Email

Details about the Email token type.

Email token type allows tokenization of an email address. Email tokens keep the domain name and all characters after the “@” sign in the clear. The local part, which is the part before the “@” sign, gets tokenized.

The table lists minimum and maximum length requirements for this token type, which should be applied for the local part, domain part and the entire e-mail.

Table: Email Tokenization Type Properties

Tokenization Type Properties	Settings
Name	Email
Token type and Format	Alphabetic and numeric only. The rest of the characters will be treated as delimiters.
Tokenizer	Length Preservation	Minimum Length			Maximum Length
Tokenizer	Length Preservation	Local	Domain	Entire	Local	Domain	Entire
SLT_1_3 SLT_2_3	No	1	1	3	63	252	256
SLT_1_3 SLT_2_3	No	1	1	3	63	252	256
SLT_1_3 SLT_2_3	Yes	3^*1	1	5	64	252^*2	256
SLT_1_3 SLT_2_3	Yes	3^*1	1	5	64	252^*2	256
Possibility to set minimum/ maximum length	No
Left/Right settings	No
Internal IV	N/A
External IV	Yes
Return of Protected value	Yes
Token specific properties	At least one @ character is required in the input. The right most @ character defines the delimiter between the local and domain parts.

^*1 – If the settings for short data tokenization is set to Yes, then the minimum tokenizable length for the local part of an email is one else it is three.

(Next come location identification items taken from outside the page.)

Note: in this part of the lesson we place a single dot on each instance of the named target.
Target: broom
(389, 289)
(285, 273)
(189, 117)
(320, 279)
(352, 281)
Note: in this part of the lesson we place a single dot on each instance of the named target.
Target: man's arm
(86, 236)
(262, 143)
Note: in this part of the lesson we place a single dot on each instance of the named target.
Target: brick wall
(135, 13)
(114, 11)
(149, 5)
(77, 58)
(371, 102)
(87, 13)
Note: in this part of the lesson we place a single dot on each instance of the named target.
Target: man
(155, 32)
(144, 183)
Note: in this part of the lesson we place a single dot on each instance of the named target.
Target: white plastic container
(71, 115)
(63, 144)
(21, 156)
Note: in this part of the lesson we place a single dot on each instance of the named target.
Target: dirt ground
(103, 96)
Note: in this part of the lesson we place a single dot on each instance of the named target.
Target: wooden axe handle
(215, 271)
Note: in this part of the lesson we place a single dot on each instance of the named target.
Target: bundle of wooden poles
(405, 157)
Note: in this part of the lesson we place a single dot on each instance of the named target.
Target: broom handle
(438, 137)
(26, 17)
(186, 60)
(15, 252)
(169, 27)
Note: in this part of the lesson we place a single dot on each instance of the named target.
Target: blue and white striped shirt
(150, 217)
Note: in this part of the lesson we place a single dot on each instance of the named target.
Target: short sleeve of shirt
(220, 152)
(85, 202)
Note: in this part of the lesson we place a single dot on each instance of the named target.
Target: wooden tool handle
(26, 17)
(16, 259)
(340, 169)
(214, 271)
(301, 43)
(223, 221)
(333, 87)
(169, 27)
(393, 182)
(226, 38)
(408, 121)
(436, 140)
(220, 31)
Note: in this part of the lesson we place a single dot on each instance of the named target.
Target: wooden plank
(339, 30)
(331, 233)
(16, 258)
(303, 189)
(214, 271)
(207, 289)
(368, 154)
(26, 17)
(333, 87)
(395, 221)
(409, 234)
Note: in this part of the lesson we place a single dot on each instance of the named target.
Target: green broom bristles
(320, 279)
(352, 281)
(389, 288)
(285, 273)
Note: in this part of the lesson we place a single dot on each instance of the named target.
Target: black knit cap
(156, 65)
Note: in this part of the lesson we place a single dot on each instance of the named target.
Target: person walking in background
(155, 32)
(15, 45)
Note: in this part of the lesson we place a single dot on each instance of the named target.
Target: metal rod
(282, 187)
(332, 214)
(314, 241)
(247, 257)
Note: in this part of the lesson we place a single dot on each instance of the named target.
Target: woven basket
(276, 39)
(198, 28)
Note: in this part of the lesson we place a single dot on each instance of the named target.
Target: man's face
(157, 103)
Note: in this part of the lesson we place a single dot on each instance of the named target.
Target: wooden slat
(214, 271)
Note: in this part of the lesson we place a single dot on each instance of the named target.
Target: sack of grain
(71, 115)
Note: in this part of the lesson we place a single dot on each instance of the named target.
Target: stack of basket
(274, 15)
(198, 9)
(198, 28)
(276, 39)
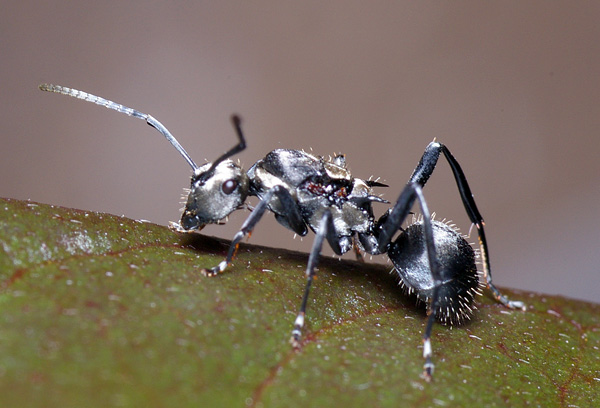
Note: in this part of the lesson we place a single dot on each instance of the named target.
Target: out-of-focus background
(512, 88)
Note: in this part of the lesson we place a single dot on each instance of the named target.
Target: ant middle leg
(293, 218)
(326, 230)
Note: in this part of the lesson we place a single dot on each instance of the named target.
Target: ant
(432, 259)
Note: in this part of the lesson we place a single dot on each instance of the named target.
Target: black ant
(303, 191)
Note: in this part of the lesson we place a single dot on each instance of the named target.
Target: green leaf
(99, 310)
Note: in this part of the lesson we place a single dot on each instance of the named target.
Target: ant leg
(293, 216)
(390, 226)
(422, 173)
(326, 230)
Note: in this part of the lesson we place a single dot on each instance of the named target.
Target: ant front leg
(420, 176)
(292, 215)
(326, 230)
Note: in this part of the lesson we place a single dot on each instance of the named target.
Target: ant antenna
(137, 114)
(237, 124)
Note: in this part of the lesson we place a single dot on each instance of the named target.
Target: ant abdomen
(458, 269)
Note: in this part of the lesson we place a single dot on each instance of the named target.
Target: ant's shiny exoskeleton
(303, 191)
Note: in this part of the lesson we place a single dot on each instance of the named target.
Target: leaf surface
(99, 310)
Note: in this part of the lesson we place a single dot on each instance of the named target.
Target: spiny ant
(304, 192)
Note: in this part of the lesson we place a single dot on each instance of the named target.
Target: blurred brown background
(513, 88)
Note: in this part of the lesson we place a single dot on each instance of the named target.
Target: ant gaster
(306, 192)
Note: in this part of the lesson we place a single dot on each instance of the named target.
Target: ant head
(215, 192)
(218, 188)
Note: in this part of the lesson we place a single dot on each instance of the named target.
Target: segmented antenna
(123, 109)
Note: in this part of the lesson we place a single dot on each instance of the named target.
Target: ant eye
(229, 186)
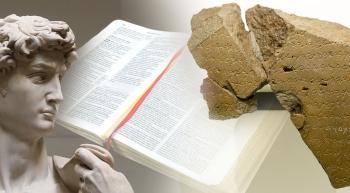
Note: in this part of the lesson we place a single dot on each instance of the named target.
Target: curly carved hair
(22, 37)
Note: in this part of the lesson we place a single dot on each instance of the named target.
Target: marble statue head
(34, 54)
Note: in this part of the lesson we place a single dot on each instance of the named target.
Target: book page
(115, 69)
(173, 128)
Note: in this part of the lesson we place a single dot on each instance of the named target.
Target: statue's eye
(39, 77)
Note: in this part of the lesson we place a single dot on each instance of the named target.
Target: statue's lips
(49, 115)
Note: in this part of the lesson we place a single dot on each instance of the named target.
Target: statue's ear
(4, 84)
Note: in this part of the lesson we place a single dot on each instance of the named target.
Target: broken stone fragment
(223, 104)
(220, 44)
(308, 65)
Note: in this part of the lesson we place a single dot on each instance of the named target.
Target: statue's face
(33, 93)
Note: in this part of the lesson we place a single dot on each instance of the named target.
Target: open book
(138, 90)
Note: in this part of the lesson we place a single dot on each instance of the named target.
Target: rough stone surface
(220, 44)
(308, 67)
(223, 104)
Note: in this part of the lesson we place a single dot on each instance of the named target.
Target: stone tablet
(308, 66)
(220, 44)
(223, 104)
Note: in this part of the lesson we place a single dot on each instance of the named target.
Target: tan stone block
(308, 65)
(223, 104)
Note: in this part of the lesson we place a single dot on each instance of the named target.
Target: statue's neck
(22, 163)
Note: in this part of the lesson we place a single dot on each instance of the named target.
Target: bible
(137, 90)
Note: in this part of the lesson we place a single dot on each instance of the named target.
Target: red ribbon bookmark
(139, 102)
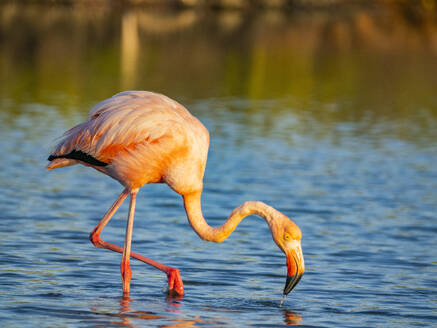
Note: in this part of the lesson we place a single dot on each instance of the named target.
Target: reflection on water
(331, 118)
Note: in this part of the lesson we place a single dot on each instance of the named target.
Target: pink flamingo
(139, 137)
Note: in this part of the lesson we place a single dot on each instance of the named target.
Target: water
(338, 132)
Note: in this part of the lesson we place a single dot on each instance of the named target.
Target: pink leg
(175, 285)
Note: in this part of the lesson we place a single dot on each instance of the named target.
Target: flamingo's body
(139, 137)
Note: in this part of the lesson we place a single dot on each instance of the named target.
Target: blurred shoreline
(367, 63)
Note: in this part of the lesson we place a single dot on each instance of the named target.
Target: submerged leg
(175, 284)
(126, 272)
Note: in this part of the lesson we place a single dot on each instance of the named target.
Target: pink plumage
(139, 137)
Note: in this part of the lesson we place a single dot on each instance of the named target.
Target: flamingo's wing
(120, 124)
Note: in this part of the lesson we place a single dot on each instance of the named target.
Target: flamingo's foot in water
(175, 284)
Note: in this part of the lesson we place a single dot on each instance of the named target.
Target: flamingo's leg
(126, 272)
(175, 284)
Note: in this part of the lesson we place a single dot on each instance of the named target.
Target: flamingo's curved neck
(192, 203)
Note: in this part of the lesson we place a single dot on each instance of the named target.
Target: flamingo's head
(287, 236)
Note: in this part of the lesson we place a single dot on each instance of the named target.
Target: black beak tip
(291, 282)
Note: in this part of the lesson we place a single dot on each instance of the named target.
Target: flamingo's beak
(295, 268)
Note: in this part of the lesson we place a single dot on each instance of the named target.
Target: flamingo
(140, 137)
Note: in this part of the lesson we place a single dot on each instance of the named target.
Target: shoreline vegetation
(375, 62)
(246, 5)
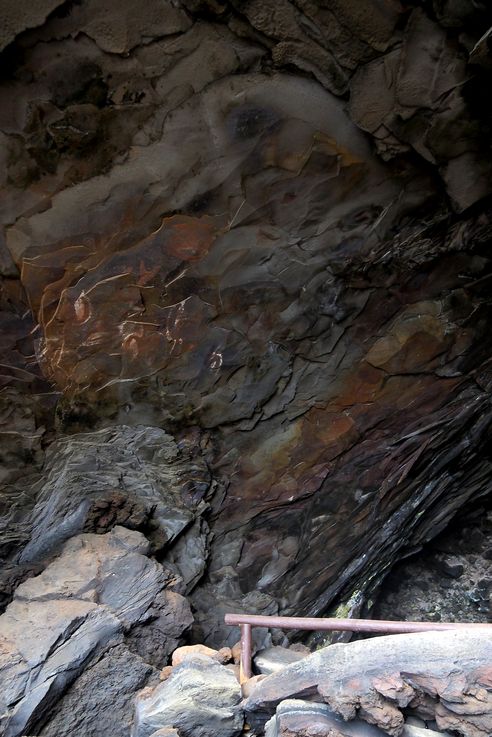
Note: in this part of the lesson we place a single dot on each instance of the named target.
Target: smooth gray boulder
(444, 676)
(296, 717)
(200, 699)
(273, 659)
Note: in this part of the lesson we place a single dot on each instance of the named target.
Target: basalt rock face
(246, 288)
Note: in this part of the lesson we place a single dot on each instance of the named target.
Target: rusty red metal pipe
(247, 621)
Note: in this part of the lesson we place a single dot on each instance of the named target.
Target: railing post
(245, 671)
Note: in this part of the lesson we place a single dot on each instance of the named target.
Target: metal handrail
(333, 624)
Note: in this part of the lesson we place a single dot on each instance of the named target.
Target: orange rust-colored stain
(189, 239)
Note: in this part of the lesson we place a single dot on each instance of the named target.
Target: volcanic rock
(200, 698)
(255, 234)
(275, 658)
(441, 675)
(72, 619)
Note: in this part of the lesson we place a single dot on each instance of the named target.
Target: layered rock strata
(245, 292)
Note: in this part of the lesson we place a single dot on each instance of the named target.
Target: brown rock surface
(440, 675)
(244, 290)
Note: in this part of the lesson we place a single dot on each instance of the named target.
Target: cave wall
(245, 287)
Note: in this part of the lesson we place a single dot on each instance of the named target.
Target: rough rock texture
(74, 619)
(200, 698)
(450, 580)
(295, 718)
(444, 676)
(255, 235)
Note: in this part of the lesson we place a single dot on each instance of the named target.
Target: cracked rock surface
(245, 296)
(79, 617)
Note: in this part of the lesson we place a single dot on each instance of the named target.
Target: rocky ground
(245, 343)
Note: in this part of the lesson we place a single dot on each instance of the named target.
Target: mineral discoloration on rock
(244, 292)
(86, 603)
(441, 675)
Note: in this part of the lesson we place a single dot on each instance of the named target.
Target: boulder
(73, 618)
(189, 652)
(295, 718)
(100, 701)
(444, 676)
(273, 659)
(200, 698)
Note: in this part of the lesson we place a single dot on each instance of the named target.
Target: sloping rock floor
(84, 647)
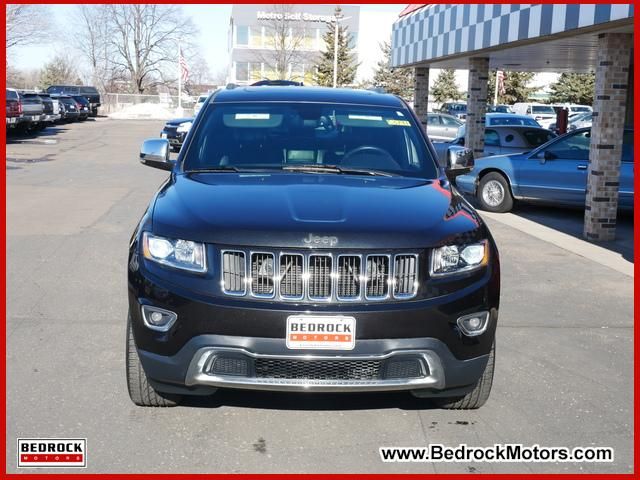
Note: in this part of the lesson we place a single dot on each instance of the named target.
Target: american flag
(184, 68)
(500, 82)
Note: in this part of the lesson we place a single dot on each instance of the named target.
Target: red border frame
(636, 331)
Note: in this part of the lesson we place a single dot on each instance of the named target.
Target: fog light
(157, 318)
(474, 324)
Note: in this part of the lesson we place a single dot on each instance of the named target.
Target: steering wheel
(385, 161)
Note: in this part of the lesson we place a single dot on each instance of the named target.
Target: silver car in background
(502, 140)
(442, 127)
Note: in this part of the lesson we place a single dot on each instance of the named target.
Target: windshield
(512, 120)
(279, 136)
(580, 109)
(543, 109)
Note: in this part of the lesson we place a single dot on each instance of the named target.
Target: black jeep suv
(307, 240)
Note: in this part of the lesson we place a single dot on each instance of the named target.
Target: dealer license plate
(321, 332)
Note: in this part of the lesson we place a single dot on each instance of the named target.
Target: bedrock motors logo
(52, 452)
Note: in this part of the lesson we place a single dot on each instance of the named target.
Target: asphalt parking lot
(564, 365)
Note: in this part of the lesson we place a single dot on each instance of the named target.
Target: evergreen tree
(398, 81)
(445, 87)
(516, 86)
(574, 88)
(347, 65)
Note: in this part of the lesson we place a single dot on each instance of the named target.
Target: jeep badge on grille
(318, 240)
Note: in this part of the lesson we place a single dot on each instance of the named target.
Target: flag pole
(179, 76)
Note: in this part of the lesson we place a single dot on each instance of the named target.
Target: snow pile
(153, 111)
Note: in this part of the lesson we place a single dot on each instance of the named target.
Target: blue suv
(555, 172)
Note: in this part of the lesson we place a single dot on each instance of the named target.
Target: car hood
(282, 209)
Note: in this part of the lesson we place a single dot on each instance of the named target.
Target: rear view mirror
(459, 161)
(154, 152)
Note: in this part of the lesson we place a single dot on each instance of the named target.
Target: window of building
(242, 35)
(353, 40)
(242, 71)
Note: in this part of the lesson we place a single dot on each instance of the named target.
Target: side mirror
(544, 156)
(154, 152)
(459, 161)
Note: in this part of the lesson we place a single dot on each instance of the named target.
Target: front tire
(140, 391)
(494, 193)
(476, 397)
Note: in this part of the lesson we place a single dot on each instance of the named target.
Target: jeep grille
(319, 276)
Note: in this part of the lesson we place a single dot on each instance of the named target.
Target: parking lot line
(567, 242)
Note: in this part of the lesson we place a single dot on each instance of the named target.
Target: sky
(212, 22)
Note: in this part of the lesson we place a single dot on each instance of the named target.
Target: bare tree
(60, 70)
(284, 43)
(145, 42)
(94, 45)
(26, 25)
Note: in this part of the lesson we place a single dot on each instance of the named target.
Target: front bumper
(425, 330)
(190, 370)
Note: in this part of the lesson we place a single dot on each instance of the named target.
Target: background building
(266, 39)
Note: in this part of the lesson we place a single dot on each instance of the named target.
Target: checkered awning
(437, 31)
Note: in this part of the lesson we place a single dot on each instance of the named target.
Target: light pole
(336, 34)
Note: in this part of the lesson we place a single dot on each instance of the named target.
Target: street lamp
(336, 34)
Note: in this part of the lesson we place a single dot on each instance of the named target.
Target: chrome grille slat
(234, 272)
(320, 276)
(405, 279)
(319, 286)
(377, 276)
(291, 271)
(349, 267)
(262, 274)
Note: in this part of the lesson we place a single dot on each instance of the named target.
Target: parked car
(456, 109)
(442, 127)
(503, 139)
(306, 240)
(53, 111)
(493, 119)
(14, 114)
(555, 173)
(543, 114)
(577, 120)
(83, 106)
(276, 83)
(499, 109)
(32, 110)
(573, 108)
(89, 92)
(175, 131)
(199, 103)
(70, 113)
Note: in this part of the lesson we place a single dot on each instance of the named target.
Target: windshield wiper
(222, 168)
(335, 169)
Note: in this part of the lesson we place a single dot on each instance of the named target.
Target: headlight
(184, 127)
(452, 259)
(176, 253)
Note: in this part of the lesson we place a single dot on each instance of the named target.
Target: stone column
(605, 150)
(421, 94)
(476, 105)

^*2 – If the settings for short data tokenization is set to Yes, then the maximum length for the domain part of an email is 253 else it is 252.

Email Token Format

An Email token format indicates the tokenization format for email. The email address consists of a local part and a domain, local-part@domain. The local part can be up to 64 characters and the domain name can be up to 254 characters, but the entire email address cannot be longer than 256 characters.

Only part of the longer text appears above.